Twitter Sentiment Analysis using fastText

Sanket Doshi
Towards Data Science
9 min readMar 5, 2019

--

In this blog, we’ll be analyzing the sentiments of various tweets using a fastText library which is easy to use and fast to train.

Twitter sentiment analysis

What is fastText?

FastText is an NLP library developed by the Facebook AI. It is an open-source, free, lightweight library that allows users to learn text representations and text classifiers. It works on standard, generic hardware. Models can later be reduced in size to even fit on mobile devices.

Why fastText?

The main disadvantage of deep neural network models is that they took a large amount of time to train and test. Here, fastText have an advantage as it takes very less amount of time to train and can be trained on our home computers at high speed.
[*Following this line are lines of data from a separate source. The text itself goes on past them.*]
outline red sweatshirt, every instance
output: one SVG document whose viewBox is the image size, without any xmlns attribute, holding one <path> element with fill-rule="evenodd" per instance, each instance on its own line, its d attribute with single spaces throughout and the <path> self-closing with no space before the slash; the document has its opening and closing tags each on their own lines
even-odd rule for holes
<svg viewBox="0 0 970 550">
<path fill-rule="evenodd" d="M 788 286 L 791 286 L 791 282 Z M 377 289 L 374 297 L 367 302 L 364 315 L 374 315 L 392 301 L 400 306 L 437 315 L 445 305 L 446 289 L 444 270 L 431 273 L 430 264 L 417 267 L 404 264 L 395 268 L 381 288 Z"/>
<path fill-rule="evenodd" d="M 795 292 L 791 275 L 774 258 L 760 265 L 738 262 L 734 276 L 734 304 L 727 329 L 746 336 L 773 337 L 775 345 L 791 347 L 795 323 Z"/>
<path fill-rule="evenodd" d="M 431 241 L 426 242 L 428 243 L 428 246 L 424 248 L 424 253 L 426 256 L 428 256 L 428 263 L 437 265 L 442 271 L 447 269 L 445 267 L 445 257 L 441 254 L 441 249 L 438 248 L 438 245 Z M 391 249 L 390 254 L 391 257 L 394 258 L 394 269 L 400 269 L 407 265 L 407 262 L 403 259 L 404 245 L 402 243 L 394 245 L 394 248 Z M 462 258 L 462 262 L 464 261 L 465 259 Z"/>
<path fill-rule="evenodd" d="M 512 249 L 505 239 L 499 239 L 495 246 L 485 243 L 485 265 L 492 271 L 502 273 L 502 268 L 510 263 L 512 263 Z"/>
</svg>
As per the Facebook AI blog on fastText, the accuracy of this library is on par of deep neural networks and requires very less amount of time to train.

comparison between fastText and other deep learning based models

Now, we know about fastText and why we’re using it we’ll see how to use this library for sentiment analysis.

Get Dataset

We’ll be using the dataset available on betsentiment.com. Tweets have four labels with values positive, negative, neutral and mixed. We’ll ignore all the tweets with the mixed label.

We’ll use teams tweet dataset as a training set while player dataset as a validation set.

Cleaning dataset

As we know, before training any model we need to clean data and it’s true here also.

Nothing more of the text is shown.